Changing the experience. “The key to our success will be our ability to deliver a more relevant McDonald’s experience for all of our customers,” said Chief Executive Don Thomas in an earnings call to analysts, media and investors.
Part of this change will focus on the menu. Mr. Thompson said that they would begin simplifying their menu at the beginning on 2015. Primarily, they will remove low-selling products. In addition, they will give their 21 regional districts more control over placing locally relevant foods on the menu.
Following this, by the third quarter of next year, they will have new technology in place that will promise to make it easier and faster to get orders. Customers will be able to customize their orders digitally, and the food will be served just the way they like. It’s all part of what the company is calling “McDonald’s Experience of the Future” initiative.

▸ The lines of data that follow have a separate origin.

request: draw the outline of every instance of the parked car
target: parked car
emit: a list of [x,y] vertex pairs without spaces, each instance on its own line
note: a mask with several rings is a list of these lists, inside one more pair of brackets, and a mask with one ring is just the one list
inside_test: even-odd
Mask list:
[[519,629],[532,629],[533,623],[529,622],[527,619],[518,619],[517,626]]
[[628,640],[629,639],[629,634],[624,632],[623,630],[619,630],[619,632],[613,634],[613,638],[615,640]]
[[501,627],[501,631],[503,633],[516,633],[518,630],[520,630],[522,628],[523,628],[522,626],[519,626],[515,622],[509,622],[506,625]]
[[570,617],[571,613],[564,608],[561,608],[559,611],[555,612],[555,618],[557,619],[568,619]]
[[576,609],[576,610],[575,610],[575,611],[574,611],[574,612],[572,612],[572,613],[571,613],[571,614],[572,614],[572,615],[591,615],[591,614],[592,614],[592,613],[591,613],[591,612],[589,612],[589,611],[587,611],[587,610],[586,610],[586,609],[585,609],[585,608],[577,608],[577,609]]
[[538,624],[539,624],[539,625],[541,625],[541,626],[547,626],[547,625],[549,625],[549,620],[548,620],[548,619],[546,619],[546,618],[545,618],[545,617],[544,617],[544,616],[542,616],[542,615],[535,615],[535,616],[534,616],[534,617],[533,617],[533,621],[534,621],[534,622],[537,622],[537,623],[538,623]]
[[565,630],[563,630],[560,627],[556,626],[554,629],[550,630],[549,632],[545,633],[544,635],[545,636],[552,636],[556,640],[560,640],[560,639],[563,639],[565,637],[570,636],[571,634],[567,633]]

Personalizing meals. “Customers want to personalize their meals with locally relevant ingredients. They also want to enjoy eating in a contemporary, inviting atmosphere. And they want choices in how they order, choices in what they order and how they are served,” noted Mr. Thompson.
However, their menu is not the only problem that the fast food giant has been facing. There was a scandal at one of the meat suppliers in China, which drove confidence down in stores in that country. Same-store sales were down 9.9% in the latest quarter in McDonald’s Asia/Pacific, Middle East and Africa region. In addition, Europe has experienced a broader economic softness which has impacted McDonald’s directly. In Russia, these economic problems have been complicated by political troubles. Authorities in that country have been inspecting and shutting down some McDonald’s restaurants, which the corporation sees as retaliation for U.S. sanctions.
Looking for transparency in ingredients. These problems may turn out to be short-term, but it complicates things for the corporation as it tries to save the U.S. market. American McDonald’s account for 40% of the more than 35,000 global restaurants. In addition to a simpler menu and technology assisted ordering, American consumers are looking for more transparency about the source of ingredients in their food.
“We recognize that we must demonstrate to our customers and the entire McDonald’s system that we face and are taking decisive action to fundamentally change the way we approach our business,” said Mr. Thompson on the earnings call.
Even though McDonald’s has plans to change, analysts on the call remain skeptical. There may be too many shifts in consumer behavior and expectations for the company to weather long-term. While some stated to the New York Times that adding healthier fare would bring in a younger audience, but others said that the company should focus on the speed of service rather than the health quality of the food.